Palmer besloot nadien gelukkig om al haar muzikanten te betalen, en krabbelde na dit incident meer dan gewoon maar recht, omdat ze door heel deze controverse werd uitgenodigd om
een TED-talk te verzorgen waarin ze onder meer inging op haar radicale – maar inspirerende – ideeën over crowd funding en de muziekindustrie.

Niettemin kwam ze onlangs nog maar eens in opspraak nadat ze op haar blog een gedicht met de – volgens sommige offensieve want te empathische titel –
A Poem For Dzhokhar plaatste. Als geboren en getogen Bostonian, wou ze als artieste haar emoties delen over de recente bomaanslag in Boston, maar vele van haar critici (maar ook fans) vonden dat ze met dit gedicht de grenzen van de goede smaak ver overschreed.

Dit maar om te tonen dat Palmer – zelfs meer dan Madonna – de titel van koningin van de provocatie verdient. En dit is zeker zo als het op Palmers verhouding met het feminisme aankomt: hoewel ze zelf steeds het gevecht aangaat met de absurde schoonheidsidealen die gelden binnen onze maatschappij en de muziekindustrie in het bijzonder, blijkt uit interviews dat ze toch niet zo tuk is op het politieke feminisme.

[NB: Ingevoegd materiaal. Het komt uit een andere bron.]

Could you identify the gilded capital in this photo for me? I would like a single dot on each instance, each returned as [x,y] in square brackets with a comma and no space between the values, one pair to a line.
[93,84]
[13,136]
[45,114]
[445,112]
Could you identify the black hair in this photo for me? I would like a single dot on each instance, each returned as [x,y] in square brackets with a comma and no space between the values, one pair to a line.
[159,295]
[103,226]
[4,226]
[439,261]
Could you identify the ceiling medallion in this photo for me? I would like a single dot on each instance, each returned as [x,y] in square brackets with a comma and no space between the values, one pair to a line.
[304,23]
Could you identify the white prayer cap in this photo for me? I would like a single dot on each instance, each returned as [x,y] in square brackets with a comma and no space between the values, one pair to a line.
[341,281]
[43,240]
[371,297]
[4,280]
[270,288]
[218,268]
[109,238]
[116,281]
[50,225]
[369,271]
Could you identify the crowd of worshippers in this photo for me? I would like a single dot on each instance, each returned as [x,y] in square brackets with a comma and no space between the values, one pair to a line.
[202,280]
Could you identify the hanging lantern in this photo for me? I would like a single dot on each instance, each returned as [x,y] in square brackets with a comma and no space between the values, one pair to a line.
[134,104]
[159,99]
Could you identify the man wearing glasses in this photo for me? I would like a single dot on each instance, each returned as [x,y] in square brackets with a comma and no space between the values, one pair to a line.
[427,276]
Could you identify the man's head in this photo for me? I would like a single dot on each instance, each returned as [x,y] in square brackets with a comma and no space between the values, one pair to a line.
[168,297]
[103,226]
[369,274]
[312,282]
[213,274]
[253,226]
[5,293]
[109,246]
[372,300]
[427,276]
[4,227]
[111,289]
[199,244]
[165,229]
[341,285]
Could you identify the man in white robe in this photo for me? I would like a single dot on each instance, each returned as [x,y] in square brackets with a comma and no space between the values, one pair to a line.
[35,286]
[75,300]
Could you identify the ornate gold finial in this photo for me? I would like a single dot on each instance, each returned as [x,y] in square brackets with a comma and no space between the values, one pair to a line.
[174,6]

Daarnaast stuitte één van haar meest recente muzikale projecten met indiemuzikant Jason Webley, Evelyn Evelyn genaamd, heel wat feministen (en de groepering
Feminists With Disabilities
in het bijzonder) tegen de borst: Palmer en Webley traden tijdens hun muzikale acts namelijk op als een Siamese tweeling, die zogezegd uit een freakshow gered waren door Palmer en Webley. Deze paternalistische gimmick ging voor velen net iets te ver.

Uit dit alles blijkt dus dat provocatie centraal staat in het muzikale werk van Amanda Palmer, maar betekent dit ook dat ze louter provoceert om te provoceren? En moeten we haar dan meteen een postfeministe noemen omdat ze vooral lijkt te willen opvallen en tegelijkertijd erg kritisch is voor bepaalde vormen van feminisme? Of gaat er onder het laagje – of zeg maar dikke lagen – van provocatie en rebellie toch nog een andere Palmer schuil die wel aandacht heeft voor gender en feministische kwesties?

In onderstaand (Engelstalig) artikel probeer ik door middel van een introductie op Palmers oeuvre en haar voorliefde voor het Brechtiaanse Verfremdungseffekt een andere, misschien wel meer feministische kant van deze artieste te tonen...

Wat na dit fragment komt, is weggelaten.